Thuy Pisone, a contract administrator in Maryland for a company that works with the federal government, said she uses AI weekly for mundane tasks but has avoided it for things she already can do just fine.

“I have heard from my colleagues that we could use AI to put together our PowerPoint slides,” Pisone said. “I’m a little biased in that, well, I could put my own PowerPoints together. I don’t need help because it took me time to hone up my skill.”

More workers are concerned about new technology taking jobs

While this was less of a reason for forgoing AI at work, the poll also found U.S. workers are increasingly concerned about being driven out of a job by new technologies.

About two in 10 — 18% — of U.S. workers say it is “very” or “somewhat” likely that their current job will be eliminated within the next five years because of new technology, automation, robots or AI. That’s up from 15% in 2025. People working at companies that have adopted AI are even more likely to be concerned that their job will be eliminated: 23% call this at least “somewhat” likely in the next few years.

A Fox News poll conducted in March found that about six in 10 registered voters believe AI will eliminate more jobs than it creates over the next five years. Only about one in 10 expect it will create more positions, and about one-third say it’s too soon to say. About seven in 10 employed voters say they are “not very” or “not at all” concerned their current job could be eliminated by AI.

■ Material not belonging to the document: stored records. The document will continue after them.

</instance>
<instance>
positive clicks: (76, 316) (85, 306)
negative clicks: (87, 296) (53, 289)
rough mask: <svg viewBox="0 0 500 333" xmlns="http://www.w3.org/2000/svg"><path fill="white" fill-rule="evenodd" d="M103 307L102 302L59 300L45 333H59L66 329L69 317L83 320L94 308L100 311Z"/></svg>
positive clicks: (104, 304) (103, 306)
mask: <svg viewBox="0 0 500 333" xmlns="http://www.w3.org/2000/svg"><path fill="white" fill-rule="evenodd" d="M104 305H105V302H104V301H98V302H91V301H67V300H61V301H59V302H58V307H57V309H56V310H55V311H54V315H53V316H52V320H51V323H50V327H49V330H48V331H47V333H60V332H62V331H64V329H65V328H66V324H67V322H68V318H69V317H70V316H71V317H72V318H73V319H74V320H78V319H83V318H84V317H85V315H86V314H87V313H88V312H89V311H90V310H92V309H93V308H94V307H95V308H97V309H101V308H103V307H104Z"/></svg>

Segal, the social worker in Virginia, said his alternative plan if AI replaces him is to start a new “health care chaperone service” that physically escorts patients from one appointment to another, especially when they’ve been sedated and don’t have family or others to pick them up.

“I don’t think that’s something that will be replaced for another maybe 10 or 15 years, until robots are embodied with AI,” Segal said. “I do believe that AI is going to displace most people’s employment functions and I question what people will do for livelihood at that point.”

In the meantime, he’s been asking AI chatbots to help him strategize on saving for his retirement.

___

Gallup’s quarterly workforce surveys were conducted with a random sample of adults age 18 and older who work full time and part time for organizations in the United States and are members of Gallup’s probability-based Gallup Panel. The most recent survey of 23,717 employed U.S. adults was conducted Feb. 4-19, 2026. The margin of sampling error for all respondents is plus or minus 0.9 percentage points.